でんぐり返し(前転)は何歳からできる?メリットと家庭でできる正しい教え方・練習法
世界がグルンと一回転するような感覚を味わえる「でんぐり返し」。小学校の体育の授業では「前転」と呼ばれるマット運動の基本動作です。一度できると、お子様は自信を持って繰り返し挑戦し、成長した姿を見せてくれるでしょう。
この記事では、でんぐり返しのメリットや練習を始める適切な時期、子どもの体に負担をかけない家庭での上手な教え方などについて解説いたします。でんぐり返しのやり方を忘れてしまったおうちの方も、お子様と一緒に楽しく練習してみましょう。
でんぐり返しで子供が得られる効果
でんぐり返し(前転)とは、両手を床につけて、頭から背中、腰へと体を丸めて前に1回転して起き上がる運動です。この動作には、様々な身体能力が要求されます。
でんぐり返しを繰り返し行うことで、次のようないくつもの効果が期待できます。
- 体幹(コア)と筋力の強化:腕や足を踏ん張る力、体を丸めたまま支える体幹の力が養われます。
- バランス感覚・運動調整能力の向上:自分の体の動きをイメージする力(運動のイメージ化)や、手足の動きのバランスを上手に取るコントロール力が身につきます。
- 三半規管への刺激:回転運動により三半規管が刺激され、体の傾きや揺れを感じ取る感覚が育ちます。
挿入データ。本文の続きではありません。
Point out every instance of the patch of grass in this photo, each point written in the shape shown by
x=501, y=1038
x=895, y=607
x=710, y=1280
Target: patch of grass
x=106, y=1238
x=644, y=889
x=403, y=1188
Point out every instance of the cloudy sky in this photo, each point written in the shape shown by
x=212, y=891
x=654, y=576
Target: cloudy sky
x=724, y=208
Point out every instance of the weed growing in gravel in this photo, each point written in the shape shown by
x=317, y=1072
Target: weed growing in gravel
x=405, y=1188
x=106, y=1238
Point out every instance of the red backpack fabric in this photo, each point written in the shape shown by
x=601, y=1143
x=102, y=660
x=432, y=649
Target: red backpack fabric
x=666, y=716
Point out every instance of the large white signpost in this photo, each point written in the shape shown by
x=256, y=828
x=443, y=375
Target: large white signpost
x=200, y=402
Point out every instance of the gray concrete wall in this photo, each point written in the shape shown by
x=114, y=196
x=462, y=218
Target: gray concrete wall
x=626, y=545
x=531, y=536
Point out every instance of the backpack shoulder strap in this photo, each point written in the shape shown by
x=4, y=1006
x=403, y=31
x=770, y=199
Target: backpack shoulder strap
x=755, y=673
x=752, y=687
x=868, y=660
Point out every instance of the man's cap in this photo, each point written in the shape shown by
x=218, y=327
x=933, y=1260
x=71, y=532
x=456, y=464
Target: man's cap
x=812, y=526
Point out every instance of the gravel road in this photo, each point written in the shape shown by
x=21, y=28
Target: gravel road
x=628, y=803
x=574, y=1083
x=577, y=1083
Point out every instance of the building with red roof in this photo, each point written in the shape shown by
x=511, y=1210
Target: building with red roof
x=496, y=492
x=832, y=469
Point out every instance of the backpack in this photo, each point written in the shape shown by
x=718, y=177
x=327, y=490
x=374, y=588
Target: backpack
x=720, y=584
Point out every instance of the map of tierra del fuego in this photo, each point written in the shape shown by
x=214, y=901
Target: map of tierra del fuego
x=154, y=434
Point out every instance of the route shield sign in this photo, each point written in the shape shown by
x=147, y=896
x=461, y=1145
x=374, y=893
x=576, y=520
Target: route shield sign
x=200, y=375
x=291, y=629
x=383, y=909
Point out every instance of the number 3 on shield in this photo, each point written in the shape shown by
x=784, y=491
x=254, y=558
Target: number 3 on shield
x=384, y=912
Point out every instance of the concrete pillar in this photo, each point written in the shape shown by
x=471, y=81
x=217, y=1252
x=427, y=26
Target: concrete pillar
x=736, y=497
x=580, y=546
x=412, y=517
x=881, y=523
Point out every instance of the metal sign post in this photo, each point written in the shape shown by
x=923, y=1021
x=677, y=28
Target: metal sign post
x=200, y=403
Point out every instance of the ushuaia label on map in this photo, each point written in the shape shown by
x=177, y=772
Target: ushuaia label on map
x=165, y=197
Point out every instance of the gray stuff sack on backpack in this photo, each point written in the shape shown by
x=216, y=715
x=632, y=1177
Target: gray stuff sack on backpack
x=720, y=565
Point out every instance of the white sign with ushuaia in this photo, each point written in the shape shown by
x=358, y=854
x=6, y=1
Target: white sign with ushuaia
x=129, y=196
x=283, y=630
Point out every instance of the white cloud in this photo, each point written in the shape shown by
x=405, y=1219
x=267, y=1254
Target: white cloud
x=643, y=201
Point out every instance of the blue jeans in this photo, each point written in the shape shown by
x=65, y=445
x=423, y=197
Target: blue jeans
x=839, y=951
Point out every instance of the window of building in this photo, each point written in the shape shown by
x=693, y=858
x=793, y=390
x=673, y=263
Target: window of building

- 受身の基礎感覚:転がるときに体を丸めて衝撃を逃がすという、とっさに身を守る「受身」の基礎的な動きにつながります。
失敗すると横に転がったり、途中で止まってしまったりすることもありますが、小さな子どもはこういった非日常的な動きに挑戦するのが大好きです。
お子様がでんぐり返しに挑戦していたら、周りのスペースを広く開けて、のびのびと動ける安全な環境を与えて「頑張れ!」と応援してあげましょう。
でんぐり返しは何歳からできるの?1歳・2歳・3歳の目安
子どもの成長を記録する母子手帳には、5歳の記録欄に「でんぐり返しができますか」という項目があります。しかし、でんぐり返しができるようになる時期には個人差が非常に大きく、1歳後半で何となく形になる子もいれば、3歳を過ぎても興味を示さない子もいます。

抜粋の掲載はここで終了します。